The cubes. This is a brand-new piece that Tom envisioned and described to me a few years ago. He asked his dad to have the open boxes fabricated in rebar. And he left it to someone (well, me I guess) to figure out how to procure and place glass globes inside. These are handblown glass fishingfloats made by an artist (Ana Willow Obermayr) in Portland.
The phrenology heads. Phrenology was a Victorian-era psuedoscience that involved measuring the skull and mapping sections of the brain to correlate with specific character traits. Tom’s cancer was in the left parietal lobe, which is strongly associated with disorders related to language processing and speech. For our exhibit in 2008, Tom and Patti’s friend Norman Kelly created a coloring book image and we made a zillion copies of it for visitors to Cranial Vault to fill in. These pages were later bound into a handmade book.

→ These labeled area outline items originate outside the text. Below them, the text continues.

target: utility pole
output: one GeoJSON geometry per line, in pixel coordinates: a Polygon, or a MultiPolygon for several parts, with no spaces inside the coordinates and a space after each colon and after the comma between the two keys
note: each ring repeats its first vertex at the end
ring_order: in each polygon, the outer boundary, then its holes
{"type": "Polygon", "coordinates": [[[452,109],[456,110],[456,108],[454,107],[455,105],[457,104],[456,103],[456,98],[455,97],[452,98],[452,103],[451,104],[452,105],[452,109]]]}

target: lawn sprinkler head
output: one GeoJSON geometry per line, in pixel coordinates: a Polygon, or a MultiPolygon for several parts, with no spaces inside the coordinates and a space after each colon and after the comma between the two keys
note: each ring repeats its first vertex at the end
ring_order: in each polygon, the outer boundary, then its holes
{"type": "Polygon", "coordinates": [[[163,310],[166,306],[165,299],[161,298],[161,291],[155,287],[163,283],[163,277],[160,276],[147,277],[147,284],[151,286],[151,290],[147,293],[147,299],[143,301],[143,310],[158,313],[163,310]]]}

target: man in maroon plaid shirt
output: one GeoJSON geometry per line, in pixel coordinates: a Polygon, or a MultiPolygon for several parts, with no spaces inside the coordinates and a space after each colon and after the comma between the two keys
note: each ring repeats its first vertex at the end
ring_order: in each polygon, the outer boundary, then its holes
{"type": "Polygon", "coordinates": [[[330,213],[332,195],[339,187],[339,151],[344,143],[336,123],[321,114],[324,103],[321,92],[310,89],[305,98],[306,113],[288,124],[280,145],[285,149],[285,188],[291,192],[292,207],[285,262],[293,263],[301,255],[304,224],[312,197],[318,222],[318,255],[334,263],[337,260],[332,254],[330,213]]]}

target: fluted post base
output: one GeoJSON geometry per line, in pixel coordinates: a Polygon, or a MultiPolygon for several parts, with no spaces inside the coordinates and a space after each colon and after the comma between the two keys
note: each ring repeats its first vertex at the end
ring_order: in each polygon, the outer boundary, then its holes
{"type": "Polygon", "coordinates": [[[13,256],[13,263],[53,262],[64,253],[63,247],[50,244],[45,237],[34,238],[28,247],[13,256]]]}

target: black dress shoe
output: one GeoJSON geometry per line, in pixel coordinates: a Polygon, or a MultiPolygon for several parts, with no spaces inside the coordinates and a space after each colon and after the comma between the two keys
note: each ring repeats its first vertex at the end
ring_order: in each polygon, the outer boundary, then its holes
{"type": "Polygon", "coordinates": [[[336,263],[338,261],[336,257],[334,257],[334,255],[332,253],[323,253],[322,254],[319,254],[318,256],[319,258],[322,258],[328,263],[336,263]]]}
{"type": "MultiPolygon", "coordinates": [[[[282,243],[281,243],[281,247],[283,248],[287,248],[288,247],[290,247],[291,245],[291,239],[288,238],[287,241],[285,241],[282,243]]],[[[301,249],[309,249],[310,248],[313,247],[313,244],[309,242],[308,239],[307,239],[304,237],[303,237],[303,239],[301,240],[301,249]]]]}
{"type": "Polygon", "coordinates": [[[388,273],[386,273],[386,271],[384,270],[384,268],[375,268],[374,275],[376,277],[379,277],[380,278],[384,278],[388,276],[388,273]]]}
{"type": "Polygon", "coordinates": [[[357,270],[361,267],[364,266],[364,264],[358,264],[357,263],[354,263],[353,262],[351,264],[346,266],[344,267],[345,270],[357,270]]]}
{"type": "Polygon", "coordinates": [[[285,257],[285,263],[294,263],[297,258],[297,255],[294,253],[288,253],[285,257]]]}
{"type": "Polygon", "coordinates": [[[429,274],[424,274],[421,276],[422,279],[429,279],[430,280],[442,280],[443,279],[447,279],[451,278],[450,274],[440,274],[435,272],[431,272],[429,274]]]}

Norman has created a new Memorial PhrenHead—there are copies in your programs and in the atrium area afterwards—and we invite you to fill in these brains today with memories, thoughts, ideas and leave them in the baskets.
So, here I want to close with just one of the many passages Tom and I marked together in Frigyes Karinthy’s book and then a reflection. The passage is about the life-affirming connection between science and art and it feels like a fit for our creative partnership:
While I am a great admirer of science, I claim the respect of its representatives for what I must call my ‘artistic’ conception of life. Art is a complimentary source of truth, for it enlists the help of the imagination to carry mankind beyond a mere observation of facts. Real achievement is possible only when both work in association.”
After the service, I invite you to rediscover some of the “artifacts” and hope they might serve as conversation and connection points. As I reflect on the items we’ve collected and made over the years, I feel like they stand in for the weird and wonderful, cool and terrible, surprises we each can discover in the journey around our own lives. Our challenge is to greet them with an open mind and with flexibility, quiet courage, humility, and a willingness to embrace changing circumstances and a dynamic cycle of life’s new normals. Tom showed me that.